Montford Orbis shall notify Customer without undue delay, and in any event within seventy-two (72) hours, after becoming aware of a Personal Data Breach affecting Customer Personal Data. The notification shall include, to the extent available, the nature of the breach, the categories and approximate number of Data Subjects and records concerned, the likely consequences, the measures taken or proposed, and a point of contact for further information. Montford Orbis will cooperate with Customer and take reasonable steps to mitigate the effects of, and minimise any damage resulting from, the breach.

Notification of or response to a Personal Data Breach shall not be construed as an acknowledgement by Montford Orbis of any fault or liability.

Montford Orbis shall make available to Customer, upon reasonable written request and no more than once per twelve (12) month period (save where required by a supervisory authority or following a Personal Data Breach), information necessary to demonstrate compliance with this DPA, including in the form of (a) the most recent security documentation, (b) the most recent penetration-test attestation letter, and (c) where available, any third-party attestation reports (for example SOC 2, ISO 27001) and bridge letters.

Customer may conduct an on-site audit where the preceding information is insufficient to demonstrate compliance, subject to (i) reasonable written notice, (ii) execution of a mutually acceptable confidentiality agreement, (iii) performance during business hours in a manner that does not interfere with Montford Orbis’s operations or the security of other customers, and (iv) bearing its own costs and the reasonable costs of Montford Orbis. Audits may not extend to information of other customers or to Montford Orbis’s proprietary source code, security vulnerabilities, or commercially sensitive information.

Upon termination or expiry of the subscription, and at Customer’s written choice, Montford Orbis shall delete or return all Customer Personal Data, and delete existing copies, unless storage is required by applicable law. Backups will age out within the retention window published at /privacy. Customer will be provided with a reasonable export period (by default, thirty (30) days after termination) during which Customer may retrieve Customer Personal Data in a structured, commonly used, and machine-readable format.

Each party’s liability arising out of or related to this DPA, whether in contract, tort, or under any other theory of liability, is subject to the limitation of liability provisions of the Terms of Service or applicable MSA, and any reference to the liability of a party means the aggregate liability of that party and its affiliates under that agreement and this DPA together.

This DPA is effective for so long as Montford Orbis processes Customer Personal Data on behalf of Customer. The provisions of this DPA that by their nature are intended to survive termination (including those relating to confidentiality, security, return and deletion, liability, and governing law) shall survive.

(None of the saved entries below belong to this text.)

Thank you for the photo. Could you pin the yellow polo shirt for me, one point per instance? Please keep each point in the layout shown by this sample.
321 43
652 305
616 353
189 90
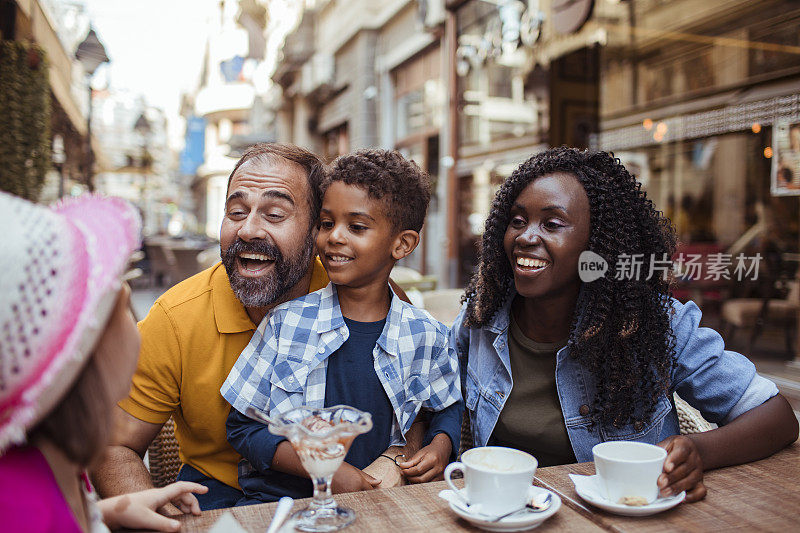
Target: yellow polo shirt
191 338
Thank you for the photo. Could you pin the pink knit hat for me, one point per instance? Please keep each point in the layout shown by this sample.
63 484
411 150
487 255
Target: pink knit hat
60 274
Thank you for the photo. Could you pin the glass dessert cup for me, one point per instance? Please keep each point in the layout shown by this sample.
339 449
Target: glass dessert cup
322 438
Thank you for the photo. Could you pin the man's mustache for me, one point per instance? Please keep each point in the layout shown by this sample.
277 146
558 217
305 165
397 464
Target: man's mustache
254 247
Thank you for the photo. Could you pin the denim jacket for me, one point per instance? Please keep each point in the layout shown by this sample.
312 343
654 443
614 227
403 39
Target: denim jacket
721 384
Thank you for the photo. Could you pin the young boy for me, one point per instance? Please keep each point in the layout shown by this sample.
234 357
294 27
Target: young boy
353 342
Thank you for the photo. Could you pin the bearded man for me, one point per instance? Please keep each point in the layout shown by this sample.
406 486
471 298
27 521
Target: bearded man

In the event of any conflict or inconsistency between this DPA and any other agreement between the parties, the provisions of this DPA shall prevail with respect to the parties’ data-protection obligations. In the event of any conflict between this DPA and the Standard Contractual Clauses, the Standard Contractual Clauses shall prevail for transfers to which they apply.

This DPA is governed by the laws of the Republic of Ghana, being the place of incorporation of Montford Orbis Limited, in alignment with the Terms of Service or applicable MSA, and without prejudice to the governing law of the Standard Contractual Clauses where they apply. The parties submit to the courts of the Republic of Ghana for disputes arising out of or related to this DPA, except where the SCCs specify otherwise.